Quem poderá tomar o Mounjaro?
Por fim, Miranda mostra-se preocupado com o acesso ao Mounjaro.
“A medicação só é eficaz se usada no paciente certo, para o qual a substância foi estudada”, diz ele.
“E esses novos medicamentos têm um custo muito elevado. Com isso, infelizmente, a maior parte das pessoas que se beneficiariam deles não conseguirão acesso.”
Atualmente, o valor do tratamento com a semaglutida fica na faixa dos R$ 700,00 aos R$ 1 mil por mês.
Ainda não se sabe quanto o Mounjaro vai custar: após o sinal verde da Anvisa, o preço do produto será determinado pela Câmara de Regulação do Mercado de Medicamentos (CMED), também vinculada ao Governo Federal.
Só a partir disso ele poderá ser vendido em drogarias e comprada pelos consumidores.
E a eventual disponibilização do Mounjaro por planos de saúde privados ou na própria rede pública ainda envolve uma série de outras etapas burocráticas, como avaliações da Agência Nacional de Saúde Suplementar (ANS) e da Comissão Nacional de Incorporação de Tecnologias no Sistema Único de Saúde (Conitec).
Magno assegura que a Eli Lilly está aberta para conversar e ampliar o acesso à tirzepatida no Brasil.
“Nós sabemos que não adianta ter a melhor tecnologia se ninguém consegue obtê-la”, confessa o médico.
“Nosso compromisso é sempre buscar a melhor forma para garantir o acesso ao tratamento, seja no mercado público ou no privado”, complementa ele.
Miranda destaca que a chegada de novas opções para tratar o diabetes permite personalizar cada vez mais o tratamento — e garantir que cada paciente receba o melhor remédio segundo as próprias características e necessidades.
“E nós temos conseguido alguns avanços na área do diabetes, mesmo na rede pública”, destaca ele.
Recentemente, o remédio antidiabético dapaglifozina foi incorporado no Sistema Único de Saúde (SUS) e ao programa Farmácia Popular, cita o endocrinologista.

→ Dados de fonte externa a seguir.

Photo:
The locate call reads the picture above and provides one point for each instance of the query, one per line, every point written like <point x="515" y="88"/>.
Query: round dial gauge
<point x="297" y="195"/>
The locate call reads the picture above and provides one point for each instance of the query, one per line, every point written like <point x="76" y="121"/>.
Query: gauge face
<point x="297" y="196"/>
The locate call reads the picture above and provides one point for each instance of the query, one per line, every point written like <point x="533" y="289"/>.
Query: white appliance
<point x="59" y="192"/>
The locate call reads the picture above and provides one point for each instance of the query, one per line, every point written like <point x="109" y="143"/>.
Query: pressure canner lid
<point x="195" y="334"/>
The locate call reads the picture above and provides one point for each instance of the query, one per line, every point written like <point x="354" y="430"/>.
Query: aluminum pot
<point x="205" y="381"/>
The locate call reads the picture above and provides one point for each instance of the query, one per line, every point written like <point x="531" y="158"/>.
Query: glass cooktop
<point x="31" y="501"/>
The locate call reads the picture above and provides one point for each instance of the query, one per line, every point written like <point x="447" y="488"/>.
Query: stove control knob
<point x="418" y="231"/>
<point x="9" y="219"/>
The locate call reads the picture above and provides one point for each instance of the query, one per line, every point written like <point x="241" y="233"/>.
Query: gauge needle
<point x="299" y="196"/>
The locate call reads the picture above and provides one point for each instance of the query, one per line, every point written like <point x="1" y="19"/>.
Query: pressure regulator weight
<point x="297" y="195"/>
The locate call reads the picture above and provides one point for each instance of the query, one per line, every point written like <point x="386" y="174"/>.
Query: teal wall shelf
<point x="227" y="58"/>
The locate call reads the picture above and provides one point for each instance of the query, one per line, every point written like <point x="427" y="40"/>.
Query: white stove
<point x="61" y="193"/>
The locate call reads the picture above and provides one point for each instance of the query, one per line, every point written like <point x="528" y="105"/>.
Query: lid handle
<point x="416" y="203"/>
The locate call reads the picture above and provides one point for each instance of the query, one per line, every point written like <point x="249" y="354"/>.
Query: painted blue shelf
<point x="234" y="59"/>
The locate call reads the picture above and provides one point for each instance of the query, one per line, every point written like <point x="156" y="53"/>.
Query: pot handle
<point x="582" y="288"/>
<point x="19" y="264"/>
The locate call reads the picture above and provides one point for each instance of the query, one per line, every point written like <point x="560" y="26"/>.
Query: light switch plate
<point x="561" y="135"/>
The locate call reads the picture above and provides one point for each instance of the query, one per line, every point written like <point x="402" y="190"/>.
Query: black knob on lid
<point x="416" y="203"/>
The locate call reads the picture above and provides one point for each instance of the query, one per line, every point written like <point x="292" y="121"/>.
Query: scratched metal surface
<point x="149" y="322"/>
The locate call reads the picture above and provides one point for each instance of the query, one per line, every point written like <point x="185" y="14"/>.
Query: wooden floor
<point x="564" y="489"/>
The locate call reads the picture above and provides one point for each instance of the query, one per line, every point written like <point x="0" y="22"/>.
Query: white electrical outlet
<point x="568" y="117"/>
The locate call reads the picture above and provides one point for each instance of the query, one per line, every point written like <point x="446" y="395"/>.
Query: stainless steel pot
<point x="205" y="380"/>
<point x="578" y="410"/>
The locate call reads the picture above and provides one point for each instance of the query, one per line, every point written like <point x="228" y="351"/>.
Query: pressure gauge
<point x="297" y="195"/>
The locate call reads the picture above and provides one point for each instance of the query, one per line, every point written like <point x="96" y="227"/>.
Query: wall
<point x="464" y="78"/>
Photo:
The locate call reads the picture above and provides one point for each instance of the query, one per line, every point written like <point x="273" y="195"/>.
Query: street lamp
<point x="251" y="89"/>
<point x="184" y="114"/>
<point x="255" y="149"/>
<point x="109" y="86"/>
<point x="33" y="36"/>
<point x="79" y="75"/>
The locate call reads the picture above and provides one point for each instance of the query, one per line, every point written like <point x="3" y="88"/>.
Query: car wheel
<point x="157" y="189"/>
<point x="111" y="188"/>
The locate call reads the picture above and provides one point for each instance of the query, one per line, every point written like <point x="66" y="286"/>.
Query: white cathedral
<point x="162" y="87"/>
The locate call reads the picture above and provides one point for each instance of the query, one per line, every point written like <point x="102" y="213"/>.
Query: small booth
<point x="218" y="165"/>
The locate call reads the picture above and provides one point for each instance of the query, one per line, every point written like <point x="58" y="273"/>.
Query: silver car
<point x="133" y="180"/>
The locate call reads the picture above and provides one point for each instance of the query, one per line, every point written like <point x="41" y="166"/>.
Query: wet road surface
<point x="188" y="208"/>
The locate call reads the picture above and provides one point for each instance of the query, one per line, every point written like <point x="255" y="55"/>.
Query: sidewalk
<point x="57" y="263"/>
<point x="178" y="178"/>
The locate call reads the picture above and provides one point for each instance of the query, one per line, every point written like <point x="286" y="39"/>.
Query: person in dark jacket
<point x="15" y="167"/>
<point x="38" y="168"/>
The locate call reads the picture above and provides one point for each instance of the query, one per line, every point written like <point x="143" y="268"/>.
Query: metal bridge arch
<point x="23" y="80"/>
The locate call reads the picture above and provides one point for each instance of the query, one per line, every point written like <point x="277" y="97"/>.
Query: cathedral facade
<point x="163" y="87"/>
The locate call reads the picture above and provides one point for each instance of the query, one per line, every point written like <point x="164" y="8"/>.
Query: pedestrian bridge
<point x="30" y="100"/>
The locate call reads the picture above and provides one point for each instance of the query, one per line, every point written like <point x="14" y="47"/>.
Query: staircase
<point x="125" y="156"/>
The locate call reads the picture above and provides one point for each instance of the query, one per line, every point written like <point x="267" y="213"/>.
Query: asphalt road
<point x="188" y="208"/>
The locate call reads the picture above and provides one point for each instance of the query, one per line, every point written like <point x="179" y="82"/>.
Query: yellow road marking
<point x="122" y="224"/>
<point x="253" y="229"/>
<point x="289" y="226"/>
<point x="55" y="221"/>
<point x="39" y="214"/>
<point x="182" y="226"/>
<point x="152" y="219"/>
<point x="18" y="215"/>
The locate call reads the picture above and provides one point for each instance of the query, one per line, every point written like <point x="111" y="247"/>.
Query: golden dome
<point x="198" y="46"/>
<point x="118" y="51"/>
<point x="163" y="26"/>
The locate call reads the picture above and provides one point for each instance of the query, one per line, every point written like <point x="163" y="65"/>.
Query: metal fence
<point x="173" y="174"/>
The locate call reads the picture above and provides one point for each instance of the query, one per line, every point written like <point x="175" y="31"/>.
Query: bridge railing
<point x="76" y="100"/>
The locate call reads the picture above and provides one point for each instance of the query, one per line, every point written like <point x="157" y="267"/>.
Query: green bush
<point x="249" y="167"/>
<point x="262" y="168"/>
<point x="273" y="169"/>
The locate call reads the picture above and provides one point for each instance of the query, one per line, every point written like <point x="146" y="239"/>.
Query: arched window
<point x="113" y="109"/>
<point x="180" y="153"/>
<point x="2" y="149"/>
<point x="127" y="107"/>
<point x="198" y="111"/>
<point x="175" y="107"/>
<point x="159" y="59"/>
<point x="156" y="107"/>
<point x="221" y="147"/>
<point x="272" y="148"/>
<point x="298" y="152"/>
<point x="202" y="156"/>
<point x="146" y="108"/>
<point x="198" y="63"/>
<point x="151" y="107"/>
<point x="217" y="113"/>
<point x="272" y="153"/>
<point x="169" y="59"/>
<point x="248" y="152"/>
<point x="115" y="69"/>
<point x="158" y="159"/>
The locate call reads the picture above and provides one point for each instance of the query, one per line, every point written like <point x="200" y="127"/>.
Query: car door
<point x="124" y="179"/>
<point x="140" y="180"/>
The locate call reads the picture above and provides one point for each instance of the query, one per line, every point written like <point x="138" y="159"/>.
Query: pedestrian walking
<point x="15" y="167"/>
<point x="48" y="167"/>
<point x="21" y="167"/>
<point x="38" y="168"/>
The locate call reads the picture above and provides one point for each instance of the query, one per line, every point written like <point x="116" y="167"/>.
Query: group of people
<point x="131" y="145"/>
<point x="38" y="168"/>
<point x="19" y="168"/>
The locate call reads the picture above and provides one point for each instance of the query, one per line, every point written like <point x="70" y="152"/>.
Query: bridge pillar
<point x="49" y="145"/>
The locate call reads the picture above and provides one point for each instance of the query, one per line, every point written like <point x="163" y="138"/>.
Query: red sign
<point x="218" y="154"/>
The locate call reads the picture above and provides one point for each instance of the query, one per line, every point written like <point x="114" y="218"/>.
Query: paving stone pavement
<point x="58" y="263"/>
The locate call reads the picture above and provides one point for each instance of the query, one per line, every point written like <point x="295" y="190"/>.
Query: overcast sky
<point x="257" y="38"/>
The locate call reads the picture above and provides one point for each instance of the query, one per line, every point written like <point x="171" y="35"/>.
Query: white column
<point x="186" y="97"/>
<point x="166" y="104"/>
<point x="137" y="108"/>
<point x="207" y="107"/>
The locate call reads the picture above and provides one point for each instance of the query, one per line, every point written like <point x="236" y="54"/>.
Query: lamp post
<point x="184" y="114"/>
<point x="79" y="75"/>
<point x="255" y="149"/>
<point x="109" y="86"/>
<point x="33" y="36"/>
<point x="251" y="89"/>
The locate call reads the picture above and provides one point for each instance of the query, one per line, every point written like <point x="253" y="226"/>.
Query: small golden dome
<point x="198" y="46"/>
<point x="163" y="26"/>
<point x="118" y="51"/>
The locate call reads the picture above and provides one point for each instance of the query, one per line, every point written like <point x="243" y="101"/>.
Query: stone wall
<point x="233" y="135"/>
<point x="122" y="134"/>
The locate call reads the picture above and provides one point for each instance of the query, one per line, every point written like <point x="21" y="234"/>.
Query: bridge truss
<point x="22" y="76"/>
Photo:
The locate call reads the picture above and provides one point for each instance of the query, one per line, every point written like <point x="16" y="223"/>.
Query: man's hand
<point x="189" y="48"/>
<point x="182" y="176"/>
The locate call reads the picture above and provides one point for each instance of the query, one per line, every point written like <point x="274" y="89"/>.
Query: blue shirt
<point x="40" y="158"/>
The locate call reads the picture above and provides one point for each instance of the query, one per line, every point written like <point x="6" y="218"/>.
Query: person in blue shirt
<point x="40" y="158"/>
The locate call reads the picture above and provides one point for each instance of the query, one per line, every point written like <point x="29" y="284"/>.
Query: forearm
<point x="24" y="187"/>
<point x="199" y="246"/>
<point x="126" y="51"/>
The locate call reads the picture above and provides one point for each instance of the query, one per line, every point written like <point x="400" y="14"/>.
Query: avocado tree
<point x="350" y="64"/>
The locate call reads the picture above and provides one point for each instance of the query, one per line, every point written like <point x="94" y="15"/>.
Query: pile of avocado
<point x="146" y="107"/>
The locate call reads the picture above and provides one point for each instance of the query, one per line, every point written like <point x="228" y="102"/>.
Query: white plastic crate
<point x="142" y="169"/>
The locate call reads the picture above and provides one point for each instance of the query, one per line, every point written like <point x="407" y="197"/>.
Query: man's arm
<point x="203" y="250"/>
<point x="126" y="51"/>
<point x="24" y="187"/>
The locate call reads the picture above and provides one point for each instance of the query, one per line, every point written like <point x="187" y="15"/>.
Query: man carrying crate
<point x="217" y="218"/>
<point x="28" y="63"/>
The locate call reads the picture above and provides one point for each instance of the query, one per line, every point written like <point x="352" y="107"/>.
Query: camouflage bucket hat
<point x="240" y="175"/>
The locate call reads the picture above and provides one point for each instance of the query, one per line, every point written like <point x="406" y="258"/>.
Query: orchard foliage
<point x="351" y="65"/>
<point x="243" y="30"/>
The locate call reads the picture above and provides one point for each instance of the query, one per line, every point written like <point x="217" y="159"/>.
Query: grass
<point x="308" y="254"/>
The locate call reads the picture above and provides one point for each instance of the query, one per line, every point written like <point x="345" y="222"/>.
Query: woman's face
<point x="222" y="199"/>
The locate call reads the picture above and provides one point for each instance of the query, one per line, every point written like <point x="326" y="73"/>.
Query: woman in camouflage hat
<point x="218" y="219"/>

“E precisamos que esses avanços também aconteçam na obesidade: até agora, nosso país não possui nenhuma terapia farmacológica para tratar essa doença na rede pública”, destaca o endocrinologista.
De acordo com a Federação Internacional de Diabetes, o Brasil é o sexto país com mais casos da doença no mundo. Mais de 16,8 milhões de brasileiros sofrem com o descontrole nas taxas de glicemia, número que deve aumentar para 23,2 milhões até 2045.
Já a obesidade afeta 20,3% da população, segundo o Ministério da Saúde. Essa taxa aumentou 72% nos últimos 13 anos.